The Unit and Size columns provide information about the unit and size of the output property. The size is 1x1 for a scalar value such as density and 3x3 for a tensor (matrix) quantity such as electric conductivity.

If desired, you can add information about the property, such as references for its value or expression. To do so, click the Edit/Show Property Information button (), enter the property information in the dialog that opens, and then click OK. When information is available for a property, an information symbol () appears in the Info column.

Use the Move Up (), Move Down (), and Delete () buttons to organize the table as needed.

The Basic property group under a material, as well as any user-defined group, creates the following variables:

The model inputs are physical quantities, such as temperature, that are used as inputs in the expressions that define the output properties (for example, to describe a temperature-dependent physical quantity). For example, adding Temperature as a model input makes the variable name T available for use in an expression for the heat capacity at constant pressure Cp, such as 300[J/(kg*K)]*T[1/K], which works regardless of the name of the actual dependent variable for temperature in the model that uses the temperature-dependent material.

Click the Select Quantity button () to add another model input, which you choose from one of the available physical quantities in the Physical Quantity dialog that opens.

Use the Move Up (), Move Down (), and Delete () buttons to organize the table as needed.

Here you can enter user-defined properties which are local to the property group. This means that they are accessed from physics interfaces and do not generate variables in the material. scope. These local properties become available for use in the property group’s output property expressions, and can also be accessed more generally using the full property group scope.

Enter a name in the Name column and its definition in the Expression column. You can also enter a Description. Information about all local properties from all property groups is also displayed in the Material Contents section of the parent Material node.

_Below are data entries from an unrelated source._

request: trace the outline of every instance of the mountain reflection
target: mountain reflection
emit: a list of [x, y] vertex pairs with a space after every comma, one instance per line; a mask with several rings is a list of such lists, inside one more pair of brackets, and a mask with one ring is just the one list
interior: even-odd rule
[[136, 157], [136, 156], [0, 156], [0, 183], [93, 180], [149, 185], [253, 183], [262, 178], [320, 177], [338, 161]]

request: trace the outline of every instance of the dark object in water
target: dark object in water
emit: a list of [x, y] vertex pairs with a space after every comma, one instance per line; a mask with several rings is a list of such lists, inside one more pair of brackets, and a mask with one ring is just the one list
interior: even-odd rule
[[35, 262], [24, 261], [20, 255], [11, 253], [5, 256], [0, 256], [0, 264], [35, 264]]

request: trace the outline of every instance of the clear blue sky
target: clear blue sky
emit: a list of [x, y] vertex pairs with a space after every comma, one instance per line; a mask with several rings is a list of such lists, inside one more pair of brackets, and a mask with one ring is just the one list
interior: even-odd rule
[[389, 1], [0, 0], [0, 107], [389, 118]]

In that node, only the Expression column is editable.

Local properties are useful for parameterizing functions that describe material properties if they contain inputs other than those that are model inputs (such as temperature and pressure). For example, a local property can be a reference value at a certain temperature. Use the Move Up (), Move Down (), and Delete () buttons to organize the tables as needed.

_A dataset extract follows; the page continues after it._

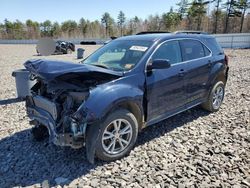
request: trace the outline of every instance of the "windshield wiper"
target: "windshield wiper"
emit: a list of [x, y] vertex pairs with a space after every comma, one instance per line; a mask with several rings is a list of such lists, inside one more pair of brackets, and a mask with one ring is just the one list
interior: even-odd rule
[[93, 66], [96, 66], [96, 67], [101, 67], [101, 68], [104, 68], [104, 69], [109, 69], [109, 67], [104, 65], [104, 64], [90, 64], [90, 65], [93, 65]]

Material property groups are automatically added to the material node in the Model Builder. You can also add additional predefined property groups or create a User-Defined Property Group (in the Materials toolbar, click User-Defined Property Group ()or right-click the Material node). The available properties are collected in property groups according to the physical context.

Each property group has a Settings window for Property Group. When a Model Builder node is clicked (for example, Basic), the Settings window for Property Group displays specific information about that property group. The physical properties for all property groups are summarized in a Material Contents table in the Settings window for the parent Material node.